Interrogée sur le sujet, la direction de la SNCF se défend de ces accusations de laxisme. Elle rappelle que la SNCF fait partie des 30 premières entreprises de France à avoir signé, dès 2004, la charte de la diversité. Ses responsables sortent les plaquettes papiers largement diffusés, selon eux, dans l'entreprise des plaquettes intitulées "manuel diversité à usage des managers" ou encore "faire vivre la diversité entre agents dans l'entreprise". En les feuilletant on peut lire que les blagues homophobes sont inacceptables et donc à proscrire, que les injures raciales sont un délit ou encore qu'il ne fait pas se moquer des choix religieux de ses collègues.
"Il y a parfois un sentiment de discrimination" selon la SNCF
Ces responsables mettent aussi en avant les formations offertes à plusieurs catégories de personnel sur les comportements à éviter au bureau. Claude Mwangelu, responsable "diversité et égalité des chances" à la SNCF, tente aussi de relativiser les choses. "Il y a parfois un sentiment de discrimination de la part de certains agents mais ça ne correspond pas forcément à une réalité de discrimination ", explique-t-il. "Il faut aussi être réaliste, nous sommes une entreprise de 144.000 salariés, à l'image de la société. Des comportements que l'on peut voir dans la société, on les retrouvera forcément aussi dans nos rangs.

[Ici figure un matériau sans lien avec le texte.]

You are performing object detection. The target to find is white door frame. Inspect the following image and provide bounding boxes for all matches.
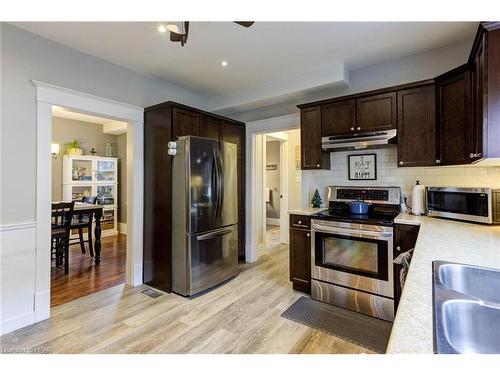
[31,81,144,322]
[261,131,289,249]
[245,113,300,263]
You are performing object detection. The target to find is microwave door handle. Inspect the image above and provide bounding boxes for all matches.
[313,224,392,238]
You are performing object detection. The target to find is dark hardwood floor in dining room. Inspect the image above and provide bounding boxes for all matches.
[50,234,127,307]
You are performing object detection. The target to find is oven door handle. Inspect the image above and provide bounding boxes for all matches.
[313,224,392,238]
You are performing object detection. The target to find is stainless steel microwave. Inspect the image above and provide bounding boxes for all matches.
[426,187,500,224]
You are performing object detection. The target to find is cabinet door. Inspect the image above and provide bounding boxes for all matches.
[398,85,436,167]
[197,115,222,140]
[394,224,420,310]
[94,159,118,182]
[321,99,356,137]
[300,106,330,169]
[290,229,311,293]
[172,107,201,139]
[221,121,245,160]
[469,34,487,161]
[436,71,473,165]
[356,92,397,132]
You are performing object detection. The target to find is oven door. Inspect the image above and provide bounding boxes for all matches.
[311,220,394,298]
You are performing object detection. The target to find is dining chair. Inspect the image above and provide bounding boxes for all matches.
[69,196,97,258]
[51,202,75,275]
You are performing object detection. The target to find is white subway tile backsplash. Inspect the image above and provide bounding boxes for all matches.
[302,147,500,204]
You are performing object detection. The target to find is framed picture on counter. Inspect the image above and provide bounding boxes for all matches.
[347,154,377,180]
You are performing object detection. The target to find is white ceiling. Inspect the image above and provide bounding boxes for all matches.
[52,105,127,135]
[14,22,477,96]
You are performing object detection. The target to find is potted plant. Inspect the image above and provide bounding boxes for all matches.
[65,138,82,156]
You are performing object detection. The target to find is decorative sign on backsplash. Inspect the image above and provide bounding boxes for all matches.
[347,154,377,180]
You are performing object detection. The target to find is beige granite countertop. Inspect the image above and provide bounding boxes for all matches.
[387,214,500,354]
[288,207,328,215]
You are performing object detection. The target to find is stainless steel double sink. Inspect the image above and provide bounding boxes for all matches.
[432,261,500,354]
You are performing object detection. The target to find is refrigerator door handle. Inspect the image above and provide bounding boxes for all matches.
[217,149,224,215]
[213,150,220,217]
[196,229,233,241]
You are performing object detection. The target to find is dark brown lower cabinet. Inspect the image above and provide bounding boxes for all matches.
[394,224,420,311]
[290,215,311,294]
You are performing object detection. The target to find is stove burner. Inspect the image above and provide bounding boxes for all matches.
[313,202,400,225]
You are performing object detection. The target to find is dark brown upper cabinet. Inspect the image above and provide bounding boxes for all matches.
[436,65,474,165]
[321,99,356,137]
[172,107,201,139]
[355,92,397,132]
[221,121,245,160]
[300,105,330,169]
[397,85,436,167]
[471,34,487,161]
[197,115,222,140]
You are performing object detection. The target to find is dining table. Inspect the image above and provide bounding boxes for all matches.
[73,202,103,265]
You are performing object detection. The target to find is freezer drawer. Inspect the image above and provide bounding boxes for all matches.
[172,225,238,296]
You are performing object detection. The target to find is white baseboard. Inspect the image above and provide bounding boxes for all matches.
[132,263,142,287]
[266,217,281,225]
[34,290,50,323]
[0,222,36,334]
[118,223,127,235]
[0,311,35,336]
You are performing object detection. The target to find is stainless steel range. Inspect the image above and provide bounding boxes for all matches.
[311,186,401,321]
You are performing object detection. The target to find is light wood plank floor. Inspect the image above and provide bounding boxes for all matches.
[50,234,127,307]
[0,246,370,353]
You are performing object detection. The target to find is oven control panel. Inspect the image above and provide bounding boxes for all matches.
[337,189,389,202]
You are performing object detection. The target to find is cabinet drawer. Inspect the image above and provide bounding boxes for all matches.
[290,215,311,229]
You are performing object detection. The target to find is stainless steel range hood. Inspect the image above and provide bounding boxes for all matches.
[321,129,397,151]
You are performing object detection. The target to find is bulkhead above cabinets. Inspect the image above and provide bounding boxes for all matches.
[298,22,500,169]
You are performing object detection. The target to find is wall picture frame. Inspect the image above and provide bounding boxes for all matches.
[347,153,377,181]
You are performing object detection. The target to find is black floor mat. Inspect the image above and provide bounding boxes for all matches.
[281,297,392,353]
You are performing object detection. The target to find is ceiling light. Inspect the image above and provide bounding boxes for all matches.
[167,22,184,34]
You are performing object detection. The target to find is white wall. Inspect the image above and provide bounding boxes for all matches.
[286,129,302,209]
[0,23,208,225]
[302,146,500,207]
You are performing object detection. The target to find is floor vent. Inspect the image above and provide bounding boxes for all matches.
[141,289,163,298]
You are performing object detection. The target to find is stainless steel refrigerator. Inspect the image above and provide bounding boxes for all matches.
[172,136,238,296]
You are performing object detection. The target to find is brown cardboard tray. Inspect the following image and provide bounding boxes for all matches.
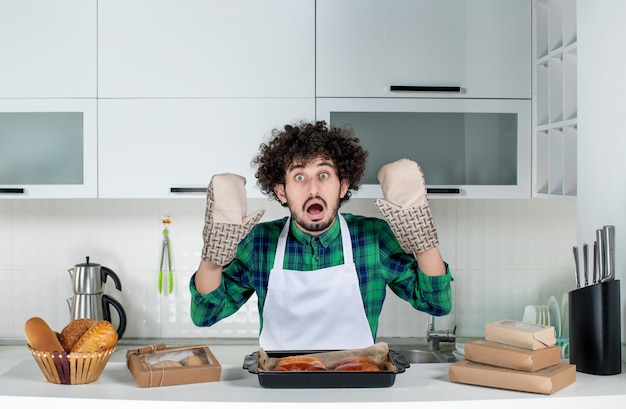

Personne ne peut assurer le "risque zéro" en matière de discrimination et de racisme, malgré les gros moyens mis en œuvre et malgré notre plus ferme condamnation de tels faits ", se défend-il.
"A la base, les consignes de respect ne sont pas forcément suivies"
Il existe une institution constitutionnelle en France qui lutte contre les discriminations depuis 2011: le défenseur des droits. Ses représentants ne nie pas observer une attention particulière sur certaines entreprises et notamment sur la SNCF. "Nous avons quelques dossiers qui mettent en cause la SNCF. On a même déjà à deux reprises soutenu dans nos avis des salariés qui se plaignent de discrimination ethnique " relate Slimane Laoufi, responsable pour le Défenseur des Droits du pôle "emploi privé". "C'est le problème souvent des grandes entreprises, il y a une bonne volonté en haut de la pyramide, mais dans les faits, à la base, les consignes de respect des droits ne sont pas forcément bien suivies ", ajoute-t-il. Il espère que les dossiers en passe d'être jugés seront autant d'occasions pour la SNCF de s'interroger et de tirer des conclusions de tous ces conflits arrivés devant des juges.
Il existe un autre dossier pour lequel le défenseur des droits n' a pas été saisi, mais qui n'est pas étranger à ces cas. Exactement 744 cheminots marocains, que la SNCF a recrutés dans les années 70, ont porté plainte car ils n'ont pas eu, tout au cours de leur carrière, les mêmes droits que leurs collègues français. Pas de retraite à 55 ans, pas d'accès au concours internes, notamment. L'affaire est sensible, elle aussi est en cours devant les Prud'hommes. Sur celle-là, la SNCF refuse tout commentaire.